Oficina de Iniciação Científica apresenta trabalhos em encontro de fim de ano
O Instituto H&H Fauser, uma organização não-governamental, em Paraibuna, realizou em dezembro o encerramento das atividades deste ano do Programa de Jovens - Meio Ambiente e Integração Social (PJ-Mais). A ocasião contou com a presença de pais dos jovens e membros do Instituto Florestal, entre outros. O H&H Fauser objetiva o desenvolvimento sustentável, a promoção da cultura e conservação do património histórico, artístico e cultural. é presidido por Amely Fauser.
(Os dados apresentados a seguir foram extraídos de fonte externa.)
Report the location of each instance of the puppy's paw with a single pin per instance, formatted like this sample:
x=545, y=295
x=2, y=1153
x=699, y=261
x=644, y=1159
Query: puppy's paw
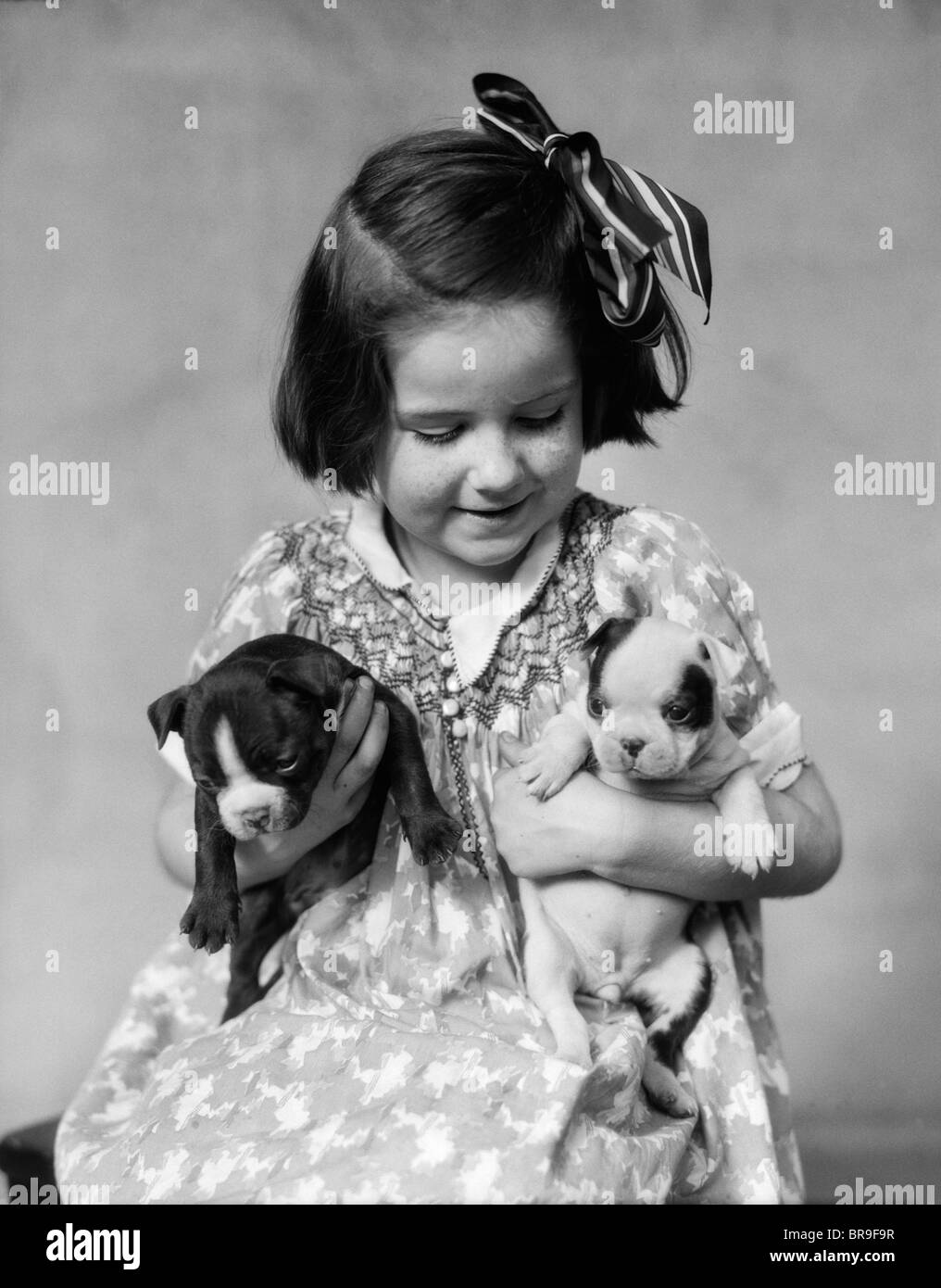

O Programa de Jovens é voltado a cursos ecoprofissionalizantes. Visa conscientização ambiental de jovens, o resgate de sua cidadania e a promoção de seu ingresso ao ecomercado de trabalho. O programa faz parte da Reserva da Biosfera do Cinturão Verde da Cidade de São Paulo (RBCV), que abrange 73 municípios do Estado, onde ainda existem remanescentes de Mata Atlântica e do cerrado. Esta RBCV foi declarada em junho de 1994 pela Organização das Nações Unidas para Educação e Cultura (Unesco), como parte integrante da Reserva da Biosfera da Mata Atlântica. O Instituto Florestal tem atribuição de realizar gestões para efetivar a Reserva e viabilizar sua gestão.
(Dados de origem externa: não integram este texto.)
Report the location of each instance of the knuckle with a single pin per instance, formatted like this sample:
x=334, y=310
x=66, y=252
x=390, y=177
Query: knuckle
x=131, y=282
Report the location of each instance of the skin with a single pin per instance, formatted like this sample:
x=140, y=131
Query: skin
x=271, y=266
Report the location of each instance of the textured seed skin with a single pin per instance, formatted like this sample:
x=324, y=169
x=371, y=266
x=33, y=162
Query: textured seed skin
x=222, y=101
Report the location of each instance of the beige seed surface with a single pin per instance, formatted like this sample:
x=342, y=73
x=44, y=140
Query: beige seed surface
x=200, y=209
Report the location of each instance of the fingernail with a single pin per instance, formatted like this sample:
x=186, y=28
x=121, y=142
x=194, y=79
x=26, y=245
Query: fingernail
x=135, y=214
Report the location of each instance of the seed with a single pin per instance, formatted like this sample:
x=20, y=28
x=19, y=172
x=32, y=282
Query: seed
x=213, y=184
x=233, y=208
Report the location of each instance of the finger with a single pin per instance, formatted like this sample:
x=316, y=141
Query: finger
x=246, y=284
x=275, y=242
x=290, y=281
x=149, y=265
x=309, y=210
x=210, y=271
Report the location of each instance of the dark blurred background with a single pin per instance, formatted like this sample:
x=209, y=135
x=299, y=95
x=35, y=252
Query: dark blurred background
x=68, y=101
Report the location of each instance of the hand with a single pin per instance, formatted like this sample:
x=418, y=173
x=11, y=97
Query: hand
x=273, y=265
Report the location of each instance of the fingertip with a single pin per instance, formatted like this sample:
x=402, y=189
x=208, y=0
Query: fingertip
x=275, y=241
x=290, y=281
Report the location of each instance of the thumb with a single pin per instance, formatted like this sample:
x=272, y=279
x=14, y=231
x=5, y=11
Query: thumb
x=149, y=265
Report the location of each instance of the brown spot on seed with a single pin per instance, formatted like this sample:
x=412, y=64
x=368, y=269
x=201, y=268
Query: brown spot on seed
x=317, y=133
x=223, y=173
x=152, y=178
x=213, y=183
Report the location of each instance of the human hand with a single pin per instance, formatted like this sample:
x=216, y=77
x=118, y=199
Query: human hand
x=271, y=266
A Reserva da Biosfera foi instituída no âmbito do Programa The man and the Biosphere" (Homem e a Biosfera) da Unesco. São áreas do planeta de relevante valor ambiental para a humanida-de. O propósito é desenvolvimento sustentável, dentro do espírito de solidariedade universal. O Programa de Jovens é desenvolvido em municípios por núcleos de educação ecoprofissional. O Núcleo de Paraibuna foi criado em 2007, graças à iniciativa do H&H Fauser. A pesquisadora Elaine Aparecida Rodrigues, do Instituto Florestal, acentua a dedicação da coordenadora da Oficina de Iniciação Científica do H&H Fauser, Milena Antunes de Camargo Mendes. O PJ-Mais capacita para o ecomercado de trabalho jovens de 15 a 21 anos, moradores de zonas periféricas e entorno de áreas da RBCV.
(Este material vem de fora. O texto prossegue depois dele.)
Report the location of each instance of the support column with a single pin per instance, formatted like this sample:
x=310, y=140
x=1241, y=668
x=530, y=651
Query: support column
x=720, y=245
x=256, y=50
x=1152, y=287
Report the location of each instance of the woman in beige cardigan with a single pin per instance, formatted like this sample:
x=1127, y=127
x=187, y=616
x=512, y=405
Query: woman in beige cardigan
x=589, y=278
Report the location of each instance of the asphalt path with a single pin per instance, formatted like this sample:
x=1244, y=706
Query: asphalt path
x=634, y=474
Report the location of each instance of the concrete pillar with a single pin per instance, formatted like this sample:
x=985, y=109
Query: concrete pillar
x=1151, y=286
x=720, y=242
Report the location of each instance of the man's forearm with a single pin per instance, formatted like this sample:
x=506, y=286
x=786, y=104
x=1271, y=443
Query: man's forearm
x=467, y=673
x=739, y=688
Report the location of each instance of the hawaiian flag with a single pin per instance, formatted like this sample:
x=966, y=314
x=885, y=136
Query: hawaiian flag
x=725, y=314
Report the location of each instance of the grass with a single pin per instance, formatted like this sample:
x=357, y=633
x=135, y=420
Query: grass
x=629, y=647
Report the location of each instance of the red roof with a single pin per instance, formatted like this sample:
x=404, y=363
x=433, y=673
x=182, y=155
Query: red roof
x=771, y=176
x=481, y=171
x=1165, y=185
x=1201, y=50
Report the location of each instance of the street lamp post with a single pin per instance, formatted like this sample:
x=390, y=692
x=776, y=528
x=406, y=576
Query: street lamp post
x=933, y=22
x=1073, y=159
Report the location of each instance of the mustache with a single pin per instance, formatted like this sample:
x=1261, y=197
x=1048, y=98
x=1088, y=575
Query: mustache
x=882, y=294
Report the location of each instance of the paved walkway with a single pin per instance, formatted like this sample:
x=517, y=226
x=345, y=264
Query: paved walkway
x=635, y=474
O H&H Fauser estabeleceu parceria com a RBCV de São Paulo e com a Prefeitura de Paraibuna para criar o Núcleo de Paraibuna. O objetivo é capacitar, a cada ano, 30 jovens sob risco social e fomentar o ecomercado. Nesta cidade, o programa contempla 17 jovens, a meta não é mantida em razão de desistências, mas o índice assistido é considerado bom. Esta primeira turma concluirá o curso em agosto de 2009. As temáticas são: Produção Manejo Agrícola e Florgs-tal Sustentáveis; Turismo Sustentável; Agroindústria Artesanal; Consumo; Lixo e Arte e Iniciação Científica.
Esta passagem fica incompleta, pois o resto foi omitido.